Right to counsel
While a state may have many statutes, court decisions, or court rules governing appointment of counsel for a particular subject area, a "Key Development" is a statute/decision/rule that prevails over the others (example: a state high court decision finding a categorical right to counsel in guardianships cases takes precedence over a statute saying appointment in guardianship cases is discretionary).
Legislation, Termination of Parental Rights (State) - Birth Parents
In most states, adoption proceedings are separate from termination of parental rights proceedings stemming from an abuse or neglect finding. However, it appears that in Pennsylvania, the state uses the Adoption Act to file termination of parental rights petitions based on abuse/neglect. See, e.g., In re Adoption of J.N.F., 887 A.2d 775, 778 (Pa. Super. Ct. 2005). In turn, the Adoption Act requires the court to appoint counsel for a parent in an involuntary termination proceeding if, upon petition of the parent, the court determines that the parent is unable to pay for counsel or if payment would result in substantial financial hardship. 23 Pa. Cons. Stat. Ann. § 2313(a.1).

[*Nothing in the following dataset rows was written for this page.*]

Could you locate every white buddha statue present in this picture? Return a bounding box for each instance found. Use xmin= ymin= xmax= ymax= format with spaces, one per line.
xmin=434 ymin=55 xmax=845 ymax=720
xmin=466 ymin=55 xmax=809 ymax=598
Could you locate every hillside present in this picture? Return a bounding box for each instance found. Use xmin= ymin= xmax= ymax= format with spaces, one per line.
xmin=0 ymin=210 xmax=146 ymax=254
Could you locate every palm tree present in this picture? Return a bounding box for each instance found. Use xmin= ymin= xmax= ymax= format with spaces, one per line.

In In re X.J., 105 A.3d 1, 5 (Pa. Super. Ct. 2014), the court held that while a parent must make a request for counsel, a parent does not waive the right where the parent is never informed of their need to make such a request. Thus, where mother had been represented at the dependency phase but not the termination phase, it concluded that “the best course of action is to remand this case for a new termination hearing, before which the orphans' court shall advise Mother of her counsel rights, appoint counsel for Mother, or affirmatively determine that Mother does not qualify for counsel.” And in In re Adoption of C.A.S., 2017 Pa. Super. LEXIS 454 (Pa. Super. Ct. 2017), a court reversed a termination where the father had received conflicting notices of who to contact if he wished to request appointed counsel. See also In re Adoption Of: A.A.P., 2017 Pa. Super. Unpub. LEXIS 4187, *2-3 (Pa. Super. 2017) (holding that “[T]he failure to appoint counsel in a termination of parental rights case is a structural error” and that “[A] trial court must advise a parent of his or her right to counsel for a direct appeal from the termination of his or her parental rights”).

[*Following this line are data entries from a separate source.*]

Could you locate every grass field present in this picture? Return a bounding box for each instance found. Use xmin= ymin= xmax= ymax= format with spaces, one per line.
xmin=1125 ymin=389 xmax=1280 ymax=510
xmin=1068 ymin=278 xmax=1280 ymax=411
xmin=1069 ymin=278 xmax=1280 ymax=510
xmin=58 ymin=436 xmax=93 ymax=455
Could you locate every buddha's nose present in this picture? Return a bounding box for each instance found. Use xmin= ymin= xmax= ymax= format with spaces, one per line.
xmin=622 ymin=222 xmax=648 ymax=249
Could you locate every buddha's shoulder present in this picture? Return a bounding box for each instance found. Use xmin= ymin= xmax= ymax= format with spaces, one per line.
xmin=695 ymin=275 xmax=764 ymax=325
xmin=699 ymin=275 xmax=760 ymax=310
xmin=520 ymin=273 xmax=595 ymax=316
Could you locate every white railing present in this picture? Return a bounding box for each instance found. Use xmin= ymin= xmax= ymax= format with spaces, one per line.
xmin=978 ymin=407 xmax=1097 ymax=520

If "yes", the established right to counsel or discretionary appointment of counsel is limited in some way, including any of: the only authority is a lower/intermediate court decision or a city council, not a high court or state legislature; there has been a subsequent case that has cast doubt; a statute is ambiguous; or the right or discretionary appointment is not for all types of individuals or proceedings within that category.